Title:Synchronization in the quaternionic Kuramoto model

Abstract:In this paper, we propose an $N$ oscillators Kuramoto model with quaternions $\mathbb{H}$. In case the coupling strength is strong, a sufficient condition of synchronization is established for general $N\geqslant 2$. On the other hand, we analyze the case when the coupling strength is weak. For $N=2$, when coupling strength is weak (below the critical coupling strength $\lambda_c$), we show that new periodic orbits emerge near each equilibrium point, and hence phase-locking state exists. This phenomenon is different from the real Kuramoto system since it is impossible to arrive at any synchronization when $\lambda<\lambda_c$. We prove a theorem that states a set of closed and dense contour forms near each equilibrium point, resembling a tree's growth rings.

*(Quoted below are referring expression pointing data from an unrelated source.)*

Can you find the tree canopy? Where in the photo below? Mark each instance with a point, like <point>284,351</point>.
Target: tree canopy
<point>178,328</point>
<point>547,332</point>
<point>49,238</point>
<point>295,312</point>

In other words, the trajectory of phase difference lies on a $4D$-torus surface. Therefore, this implies that the phase-locking state is Lyapunov stable but not asymptotically stable. The proof uses a new infinite buffer method (``$\delta/n$ criterion") and a Lyapunov function argument. This has been studied both analytically and numerically. For $N=3$, we consider the ``Lion Dance flow", the analog of Cherry flow for our model, to demonstrate that the quaternionic synchronization exists even when the coupling strength is ``super weak" (when $\lambda/\omega <0.85218915...$). Also, numerical evaluation reveals that when $N>3$, the stable manifold of Lion Dance flow exists, and the number of these equilibria is $\lfloor \frac{N-1}{2}\rfloor$. Therefore, we conjecture that Lyapunov stable quaternionic synchronization always exists.